Chris Karpowitz, co-director of BYU’s Center for the Study of Elections and Democracy, said Pence’s speech on trade should appeal to Utahns.

“He’s likely to find a friendly audience here in Utah. We’re a state that benefits enormously from all sorts of international trade and public support of free trade tends to be high here,” Karpowitz said, noting the state has not experienced the same loss of manufacturing jobs as other parts of the country.

Pence has spoken on the same topic, “USMCA: A Better Deal for American Workers,” in other states including New Mexico on Wednesday. America First Policies, a nonprofit organization formed to promote Trump’s policies, is hosting the speeches across the country and invited Pence to speak at Merit Medical.

Utah may be on the list of states Pence is speaking in to help demonstrate there is support for the president’s free trade agreement in different parts of the country, Karpowitz said.

“I think Utah can be helpful in that effort but that broader effort to pass this is just undermined in so many ways,” he said, such as the imposition of tariffs and other protectionist policies. “It says something when you have to come to Utah to generate political capital for measures that should be pretty popular, at least with a Republican Senate.”

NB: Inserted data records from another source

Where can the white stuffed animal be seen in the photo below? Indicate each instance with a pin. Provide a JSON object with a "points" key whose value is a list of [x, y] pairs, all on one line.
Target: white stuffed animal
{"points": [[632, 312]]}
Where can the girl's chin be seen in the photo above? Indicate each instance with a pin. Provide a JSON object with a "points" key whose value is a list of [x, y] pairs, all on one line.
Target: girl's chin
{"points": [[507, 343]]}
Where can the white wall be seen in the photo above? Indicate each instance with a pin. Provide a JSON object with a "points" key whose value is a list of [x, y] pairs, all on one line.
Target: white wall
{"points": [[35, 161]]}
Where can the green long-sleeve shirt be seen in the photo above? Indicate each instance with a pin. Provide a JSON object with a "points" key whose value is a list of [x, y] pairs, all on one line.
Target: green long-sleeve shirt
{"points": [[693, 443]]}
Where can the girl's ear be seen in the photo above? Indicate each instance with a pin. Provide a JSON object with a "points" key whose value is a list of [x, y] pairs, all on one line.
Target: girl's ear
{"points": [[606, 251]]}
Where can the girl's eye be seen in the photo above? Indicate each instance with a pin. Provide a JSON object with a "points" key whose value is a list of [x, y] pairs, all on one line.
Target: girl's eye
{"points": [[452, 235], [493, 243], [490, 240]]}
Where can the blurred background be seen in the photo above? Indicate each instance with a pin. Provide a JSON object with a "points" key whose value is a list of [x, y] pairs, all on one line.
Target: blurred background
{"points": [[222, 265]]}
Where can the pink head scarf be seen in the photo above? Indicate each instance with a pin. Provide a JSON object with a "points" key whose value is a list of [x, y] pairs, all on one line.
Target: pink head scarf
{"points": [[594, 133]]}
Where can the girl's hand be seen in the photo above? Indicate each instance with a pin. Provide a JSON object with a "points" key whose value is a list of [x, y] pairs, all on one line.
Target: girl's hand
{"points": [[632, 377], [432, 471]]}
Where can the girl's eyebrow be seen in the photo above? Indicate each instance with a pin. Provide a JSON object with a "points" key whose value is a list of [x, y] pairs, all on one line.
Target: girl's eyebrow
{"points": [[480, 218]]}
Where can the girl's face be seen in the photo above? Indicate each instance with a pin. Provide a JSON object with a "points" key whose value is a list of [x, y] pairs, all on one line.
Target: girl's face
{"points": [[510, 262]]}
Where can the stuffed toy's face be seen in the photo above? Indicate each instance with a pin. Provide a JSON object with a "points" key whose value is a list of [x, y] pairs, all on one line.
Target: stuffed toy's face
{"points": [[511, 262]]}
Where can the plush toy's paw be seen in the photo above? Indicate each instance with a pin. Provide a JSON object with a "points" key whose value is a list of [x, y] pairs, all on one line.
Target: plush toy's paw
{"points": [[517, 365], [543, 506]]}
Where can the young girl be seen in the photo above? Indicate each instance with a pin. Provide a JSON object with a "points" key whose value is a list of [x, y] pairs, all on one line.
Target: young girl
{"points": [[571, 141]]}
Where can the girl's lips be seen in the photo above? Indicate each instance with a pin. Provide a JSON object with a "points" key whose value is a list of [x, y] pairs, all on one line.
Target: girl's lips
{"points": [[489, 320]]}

From a political perspective, Karpowitz said Pence may not have the same effect on Utah Republicans as he did three years ago when he came to reassure conservatives about voting for Trump because now they’ve been able to see the president’s performance for themselves.

“It’s not clear that a visit by the vice president or anybody else is going to fundamentally change those impressions. The thing that is clear is that lots of Utahns are at best ambivalent about a Trump presidency,” Karpowtiz said. “It may be harder to have the impact.”